In 1991, Sr. Judith arrived at the Vatican to “take care of the computers,” she says, brought in by the new Prefect of the Administration of the Patrimony of the Apostolic See (APSA), Cardinal Rosalio Castillo Lara. Computers were nothing like they are today —especially in Italy—and the cardinal entrusted the American sister with the task of establishing norms to standardize the use of computer equipment in the Vatican.
In 1994, the “internet took off,” especially email. Some Vatican officials began to take an interest, she says. Joaquín Navarro-Valls, the charismatic director of the Holy See’s Press Office, proposed putting the Vatican “online.” The idea was presented to Pope John Paul II, who was “a great visionary,” according to Sr. Zoebelein. The pontiff accepted “immediately,” seeing it as a great opportunity for evangelization. On Christmas Day 1995, the first page of the official Vatican website, vatican.va, went online.
Everything accelerated then, the pages growing “like mushrooms,” each dicastery of the Holy See adding—at the sister’s initiative—its stone to the edifice. Sr. Zoebelein worked almost alone, with the help of a technician in charge of the servers. She was in charge of the content and developed the layout. It is to her that we owe the “parchment” background still used by the Vatican website today. She explains that she chose it to represent “2,000 years of Church history.”
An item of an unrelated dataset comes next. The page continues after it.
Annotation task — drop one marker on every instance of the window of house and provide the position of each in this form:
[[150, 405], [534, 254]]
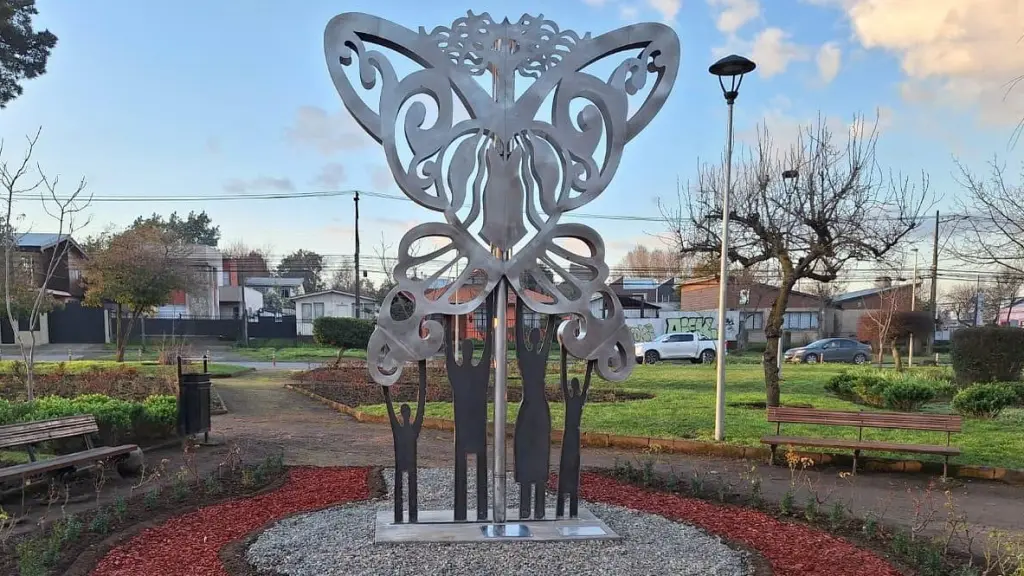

Even the pope is accessible
Sr. Zoebelein explains that she has been particularly concerned to communicate the two essential parts of her work: the technical and the human. However, she encountered some reticence within the Roman Curia, such as one monsignor who told her that the internet “is a gateway for the devil.” Nonetheless, she had the support of the main heads of the Curia, and especially of the Pope, who in 2001 decided to promulgate an apostolic exhortation directly online, Ecclesia in Oceania.
Sr. Zoebelein also set up the email address of the Successor of Peter, which has met with immense success since its launch. When he fell ill with the flu on December 24, 1995, the pontiff saw his mailbox flooded with advice and remedies to help him recover. “The pope had always been a mysterious, untouchable and distant person,” explains the American religious, “then came the internet, and suddenly he became someone who seemed much more accessible.”
In the beginning, the pope received all the emails. However, the number became too large and he was given a selection of them, the others being nevertheless stored on CD-ROM by the archives of the Holy See.
A spirituality of technology
Sr. Zoebelein refuses to demonize the digital world: it “is also part of Creation” through the work of humanity, she insists, certain that “God also has a place in His plan for technology.” Moreover, she would be in favor of Carlo Acutis, recently beatified, being the official patron saint of the internet. This young man, she says, “lived and breathed the internet” all his life, and had a true understanding of the “spirituality of technology.”